I am trying to reduce the computation time of my script,which is run with pypy. It has to calculate for a large number of lists/vectors/arrays the pairwise sums of absolute differences. The length of the input vectors is quite small, between 10 and 500. I tested three different approaches so far:
1) Naive approach, input as lists:
def std_sum(v1, v2):
distance = 0.0
for (a,b) in izip(v1, v2):
distance += math.fabs(a-b)
return distance
2) With lambdas and reduce, input as lists:
lzi = lambda v1, v2: reduce(lambda s, (a,b):s + math.fabs(a-b), izip(v1, v2), 0)
def lmd_sum(v1, v2):
return lzi(v1, v2)
3) Using numpy, input as numpy.arrays:
def np_sum(v1, v2):
return np.sum(np.abs(v1-v2))
On my machine, using pypy and pairs from itertools.combinations_with_replacement of 500 such lists, the first two approaches are very similar (roughly 5 seconds), while the numpy approach is significantly slower, taking around 12 seconds.
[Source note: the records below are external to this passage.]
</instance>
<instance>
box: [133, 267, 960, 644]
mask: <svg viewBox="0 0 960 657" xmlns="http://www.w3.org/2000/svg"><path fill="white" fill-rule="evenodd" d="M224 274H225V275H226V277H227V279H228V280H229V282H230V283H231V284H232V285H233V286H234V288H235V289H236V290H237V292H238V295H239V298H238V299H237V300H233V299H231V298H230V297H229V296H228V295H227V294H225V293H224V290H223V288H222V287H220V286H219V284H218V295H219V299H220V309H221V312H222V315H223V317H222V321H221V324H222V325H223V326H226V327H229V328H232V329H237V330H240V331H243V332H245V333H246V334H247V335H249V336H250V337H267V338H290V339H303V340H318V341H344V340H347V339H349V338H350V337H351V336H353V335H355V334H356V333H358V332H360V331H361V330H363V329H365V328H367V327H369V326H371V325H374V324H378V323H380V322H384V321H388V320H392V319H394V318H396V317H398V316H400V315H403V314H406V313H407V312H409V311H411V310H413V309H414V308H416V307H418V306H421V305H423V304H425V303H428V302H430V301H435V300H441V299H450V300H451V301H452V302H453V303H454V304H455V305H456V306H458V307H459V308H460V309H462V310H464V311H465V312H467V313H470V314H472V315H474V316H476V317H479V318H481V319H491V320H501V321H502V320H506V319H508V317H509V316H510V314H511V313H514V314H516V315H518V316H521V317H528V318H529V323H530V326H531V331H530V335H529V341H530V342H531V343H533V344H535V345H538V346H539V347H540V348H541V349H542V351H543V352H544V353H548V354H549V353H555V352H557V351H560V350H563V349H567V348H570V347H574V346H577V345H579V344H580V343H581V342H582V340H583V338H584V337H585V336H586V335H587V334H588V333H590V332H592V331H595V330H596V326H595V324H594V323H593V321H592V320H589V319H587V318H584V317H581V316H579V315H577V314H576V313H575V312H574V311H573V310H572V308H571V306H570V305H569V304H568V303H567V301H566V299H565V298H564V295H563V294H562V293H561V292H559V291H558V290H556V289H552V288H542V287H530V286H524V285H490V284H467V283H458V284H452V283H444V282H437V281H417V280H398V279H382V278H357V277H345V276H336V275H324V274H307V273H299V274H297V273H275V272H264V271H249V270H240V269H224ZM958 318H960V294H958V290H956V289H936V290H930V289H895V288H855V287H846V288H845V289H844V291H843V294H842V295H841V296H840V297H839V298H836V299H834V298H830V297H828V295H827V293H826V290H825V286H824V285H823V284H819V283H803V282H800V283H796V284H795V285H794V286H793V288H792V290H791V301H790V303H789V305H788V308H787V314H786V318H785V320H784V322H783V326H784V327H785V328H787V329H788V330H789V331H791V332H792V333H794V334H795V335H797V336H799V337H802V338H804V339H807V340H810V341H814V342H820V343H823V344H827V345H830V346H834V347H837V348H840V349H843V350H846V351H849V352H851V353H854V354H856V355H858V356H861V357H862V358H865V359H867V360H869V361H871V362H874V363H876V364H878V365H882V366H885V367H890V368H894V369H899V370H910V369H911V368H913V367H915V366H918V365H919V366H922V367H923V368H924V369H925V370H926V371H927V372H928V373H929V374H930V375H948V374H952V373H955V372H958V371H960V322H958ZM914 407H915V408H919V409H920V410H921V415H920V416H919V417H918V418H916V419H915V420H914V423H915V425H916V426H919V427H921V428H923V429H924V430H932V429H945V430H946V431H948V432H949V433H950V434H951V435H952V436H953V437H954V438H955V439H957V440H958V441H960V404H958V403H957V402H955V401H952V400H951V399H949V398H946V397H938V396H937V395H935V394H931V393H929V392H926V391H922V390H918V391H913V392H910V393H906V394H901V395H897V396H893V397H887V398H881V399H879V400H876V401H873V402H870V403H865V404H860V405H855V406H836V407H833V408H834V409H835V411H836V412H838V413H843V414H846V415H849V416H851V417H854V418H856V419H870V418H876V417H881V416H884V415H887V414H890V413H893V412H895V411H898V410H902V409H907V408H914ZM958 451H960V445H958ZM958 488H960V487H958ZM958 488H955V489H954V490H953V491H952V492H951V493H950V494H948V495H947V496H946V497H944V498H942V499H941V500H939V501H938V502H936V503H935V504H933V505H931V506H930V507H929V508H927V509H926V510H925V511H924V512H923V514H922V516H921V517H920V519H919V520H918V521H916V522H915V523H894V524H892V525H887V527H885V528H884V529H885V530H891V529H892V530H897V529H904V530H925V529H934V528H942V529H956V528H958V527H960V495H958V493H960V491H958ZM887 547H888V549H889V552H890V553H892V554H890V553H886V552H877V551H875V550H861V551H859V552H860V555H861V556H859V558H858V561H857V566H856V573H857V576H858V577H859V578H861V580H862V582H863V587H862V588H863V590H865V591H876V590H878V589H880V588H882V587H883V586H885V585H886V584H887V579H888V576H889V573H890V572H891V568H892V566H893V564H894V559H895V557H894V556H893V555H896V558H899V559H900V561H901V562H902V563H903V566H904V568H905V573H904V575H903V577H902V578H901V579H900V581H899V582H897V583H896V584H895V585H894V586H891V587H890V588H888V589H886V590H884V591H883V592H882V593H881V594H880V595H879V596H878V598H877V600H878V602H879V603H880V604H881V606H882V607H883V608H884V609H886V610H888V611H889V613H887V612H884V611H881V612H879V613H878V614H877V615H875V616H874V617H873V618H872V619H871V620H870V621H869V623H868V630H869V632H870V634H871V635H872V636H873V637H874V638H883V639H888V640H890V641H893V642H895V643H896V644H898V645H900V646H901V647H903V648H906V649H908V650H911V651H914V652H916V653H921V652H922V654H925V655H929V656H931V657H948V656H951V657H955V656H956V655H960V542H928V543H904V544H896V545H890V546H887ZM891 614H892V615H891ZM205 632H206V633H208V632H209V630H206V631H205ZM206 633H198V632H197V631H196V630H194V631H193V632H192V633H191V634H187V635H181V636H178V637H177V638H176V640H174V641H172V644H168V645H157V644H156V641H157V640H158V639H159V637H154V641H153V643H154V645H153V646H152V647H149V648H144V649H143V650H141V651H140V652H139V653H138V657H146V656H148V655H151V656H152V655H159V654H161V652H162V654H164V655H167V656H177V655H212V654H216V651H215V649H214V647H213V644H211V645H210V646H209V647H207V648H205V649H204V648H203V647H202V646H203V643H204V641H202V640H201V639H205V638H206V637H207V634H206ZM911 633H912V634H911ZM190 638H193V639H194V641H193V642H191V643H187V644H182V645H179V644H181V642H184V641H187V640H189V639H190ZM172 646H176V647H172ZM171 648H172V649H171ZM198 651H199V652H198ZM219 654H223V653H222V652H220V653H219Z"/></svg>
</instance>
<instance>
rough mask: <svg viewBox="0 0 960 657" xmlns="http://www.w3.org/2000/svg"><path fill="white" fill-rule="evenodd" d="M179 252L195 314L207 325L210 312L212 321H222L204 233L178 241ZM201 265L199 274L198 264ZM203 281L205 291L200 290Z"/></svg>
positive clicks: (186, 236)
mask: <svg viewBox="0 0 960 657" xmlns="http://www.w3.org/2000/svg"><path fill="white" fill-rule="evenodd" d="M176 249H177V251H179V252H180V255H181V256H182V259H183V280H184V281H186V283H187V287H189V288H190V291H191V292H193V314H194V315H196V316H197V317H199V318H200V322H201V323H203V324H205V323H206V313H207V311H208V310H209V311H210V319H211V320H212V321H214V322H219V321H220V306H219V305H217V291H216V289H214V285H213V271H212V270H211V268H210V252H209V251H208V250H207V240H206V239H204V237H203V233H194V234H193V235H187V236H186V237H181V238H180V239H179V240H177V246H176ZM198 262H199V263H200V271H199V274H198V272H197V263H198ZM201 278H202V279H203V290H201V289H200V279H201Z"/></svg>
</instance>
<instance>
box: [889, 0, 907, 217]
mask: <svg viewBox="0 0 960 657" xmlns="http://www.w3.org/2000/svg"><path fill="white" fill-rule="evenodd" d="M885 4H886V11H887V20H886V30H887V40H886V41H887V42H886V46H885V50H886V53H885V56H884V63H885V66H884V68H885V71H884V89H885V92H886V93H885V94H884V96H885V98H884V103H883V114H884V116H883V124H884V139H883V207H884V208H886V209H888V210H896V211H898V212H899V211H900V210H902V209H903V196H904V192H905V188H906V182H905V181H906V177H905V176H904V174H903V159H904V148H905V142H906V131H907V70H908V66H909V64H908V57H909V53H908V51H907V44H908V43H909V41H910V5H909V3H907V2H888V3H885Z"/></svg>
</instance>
Is there a faster way to do the calculations? The lists are read and parsed from text files and an increased preprocessing time would be no problem (such as creating numpy arrays). The lists contain floating point numbers and are of equal size which is known beforehand.
The script I use for ''benchmarking'' can be found here and some example data here.